Access to low-cost opiates would increase opiate use and abuse. The legal sale of tincture of opium in the late 19th and early 20th century led to widespread addiction. Likewise, rates of addiction to prescription opiates surged when new painkillers became more widely available and fell somewhat when additional restrictions were imposed. More generally, increased access to other addictive substances, such as methamphetamine, has been associated with increased use. Yeast-based production of opiates would thus be likely to increase the number of opiate users and addicts.
Q. Which regulatory principles, or policy specifics, are most suited to this case?
A. As they were submitting their articles to journals, the Dueber and Martin labs asked Tania Bubela of Concordia University, Chappell Lawson of MIT, and me to develop recommendations on how to address risks associated with their opiate-synthesis work. Our policy recommendations are designed to allow potentially beneficial research while limiting the likelihood of unintentional release of an opiate-producing yeast strain. We offer four basic recommendations and a fifth observation.
First, we recommend adjustments in the design of yeast strains to limit illicit appeal. These measures included producing end-products with less appeal for illicit use, making yeast strains harder to cultivate, and creating markers to enable easy detection of opiate-producing strains. Second, we recommend basic lab security measures and personnel checks to limit the likelihood of theft or sale of opiate-producing strains from academic labs. Third, we recommend measures to make it harder for criminal organizations to engineer yeast strains … by asking gene-synthesis consortiums and firms to screen orders by adding opiate-producing, nonpathogenic yeast strains to current blacklists of pathogens. Fourth, we recommend changes in domestic regulations, including licensing of opiate-producing yeast strains and activation of international consultation mechanisms in the International Narcotics Control Board and the International Expert Group on Biosecurity and Biosafety Regulation.

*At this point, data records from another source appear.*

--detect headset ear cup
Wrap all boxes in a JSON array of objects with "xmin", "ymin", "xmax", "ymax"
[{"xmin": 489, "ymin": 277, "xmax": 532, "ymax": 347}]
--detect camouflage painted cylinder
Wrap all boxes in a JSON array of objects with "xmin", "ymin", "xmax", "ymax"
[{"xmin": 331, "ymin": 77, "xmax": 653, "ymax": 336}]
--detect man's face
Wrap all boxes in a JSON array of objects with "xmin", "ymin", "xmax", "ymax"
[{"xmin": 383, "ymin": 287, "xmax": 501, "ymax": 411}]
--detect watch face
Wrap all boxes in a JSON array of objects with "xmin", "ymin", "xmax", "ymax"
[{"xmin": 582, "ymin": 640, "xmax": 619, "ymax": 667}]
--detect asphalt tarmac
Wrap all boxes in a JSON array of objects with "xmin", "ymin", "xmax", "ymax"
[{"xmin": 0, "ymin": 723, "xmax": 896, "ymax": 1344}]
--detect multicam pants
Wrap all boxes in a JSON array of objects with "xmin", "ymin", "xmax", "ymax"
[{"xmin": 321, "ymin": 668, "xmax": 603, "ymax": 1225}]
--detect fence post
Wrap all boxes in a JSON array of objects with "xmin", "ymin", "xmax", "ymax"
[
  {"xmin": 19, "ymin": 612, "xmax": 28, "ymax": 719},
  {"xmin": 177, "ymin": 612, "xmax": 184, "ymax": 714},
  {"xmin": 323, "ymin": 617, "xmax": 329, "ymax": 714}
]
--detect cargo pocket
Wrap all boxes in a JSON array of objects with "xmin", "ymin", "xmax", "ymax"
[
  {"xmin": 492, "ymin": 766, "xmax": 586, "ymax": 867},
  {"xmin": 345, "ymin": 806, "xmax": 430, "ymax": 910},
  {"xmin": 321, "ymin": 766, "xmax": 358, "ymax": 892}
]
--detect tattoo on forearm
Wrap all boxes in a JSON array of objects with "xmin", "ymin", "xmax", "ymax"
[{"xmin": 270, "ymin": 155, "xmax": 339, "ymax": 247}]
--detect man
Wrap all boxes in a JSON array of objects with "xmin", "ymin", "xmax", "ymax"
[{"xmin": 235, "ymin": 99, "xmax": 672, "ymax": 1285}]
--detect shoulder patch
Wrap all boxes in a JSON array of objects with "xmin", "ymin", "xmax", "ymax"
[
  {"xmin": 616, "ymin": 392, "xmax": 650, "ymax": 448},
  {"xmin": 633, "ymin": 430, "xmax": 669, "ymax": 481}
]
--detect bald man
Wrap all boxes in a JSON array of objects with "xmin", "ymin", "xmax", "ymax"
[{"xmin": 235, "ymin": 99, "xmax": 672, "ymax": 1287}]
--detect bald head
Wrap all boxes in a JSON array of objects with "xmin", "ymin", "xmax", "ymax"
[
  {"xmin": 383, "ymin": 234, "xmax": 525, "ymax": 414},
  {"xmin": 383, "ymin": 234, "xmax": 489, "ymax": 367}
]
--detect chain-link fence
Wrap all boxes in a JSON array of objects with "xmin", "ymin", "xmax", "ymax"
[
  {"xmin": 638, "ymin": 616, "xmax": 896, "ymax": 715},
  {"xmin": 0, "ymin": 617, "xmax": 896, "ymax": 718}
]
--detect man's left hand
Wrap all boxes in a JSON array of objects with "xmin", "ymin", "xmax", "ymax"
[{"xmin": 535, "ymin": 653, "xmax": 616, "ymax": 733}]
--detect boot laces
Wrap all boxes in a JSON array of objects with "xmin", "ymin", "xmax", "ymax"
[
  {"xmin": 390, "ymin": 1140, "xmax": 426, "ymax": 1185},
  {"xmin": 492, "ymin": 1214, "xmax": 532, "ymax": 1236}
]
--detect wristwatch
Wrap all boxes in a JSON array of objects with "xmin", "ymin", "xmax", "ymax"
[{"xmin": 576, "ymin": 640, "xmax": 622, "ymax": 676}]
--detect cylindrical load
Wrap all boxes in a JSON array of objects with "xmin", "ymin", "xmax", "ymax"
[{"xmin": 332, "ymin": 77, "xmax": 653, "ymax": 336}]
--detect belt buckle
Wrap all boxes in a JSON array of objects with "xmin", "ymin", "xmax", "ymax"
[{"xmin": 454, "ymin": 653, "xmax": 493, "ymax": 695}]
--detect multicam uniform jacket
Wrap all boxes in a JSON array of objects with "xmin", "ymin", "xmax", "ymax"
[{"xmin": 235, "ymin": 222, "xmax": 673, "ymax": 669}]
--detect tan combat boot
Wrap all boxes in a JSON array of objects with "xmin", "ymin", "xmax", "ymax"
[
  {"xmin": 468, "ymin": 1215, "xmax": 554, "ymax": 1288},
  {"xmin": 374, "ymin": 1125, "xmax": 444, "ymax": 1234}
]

Finally, the case of opiate synthesis in yeast should be viewed in light of two broader trends. One is that the field of biological engineering is now moving very quickly. New tools like CRISPR, used for gene editing, are more efficient, and inventories of biological parts suitable for repurposing are now useful in a practical way. Results that were once an abstract possibility are being realized—gene drives, human germline modification, and opiate synthesis are examples.
Another is that technologists developing these powerful applications are now stepping forward early to encourage discussion of benefits and risks before, rather than after, the fact—early enough to conduct research to address areas of uncertainty, early enough to identify gaps in domestic regulations and international conventions, and early enough to have a deliberate and informed discussion of risks. Prominent scientists have stepped forward early in the case of opiate synthesis, gene drives, and human germline modification. Furthermore, the National Science Foundation, the Sloan Foundation, and other funders have provided support for precisely this sort of responsible engagement.
The particulars of the opiate synthesis case are significant. But these two more general trends are the important larger story.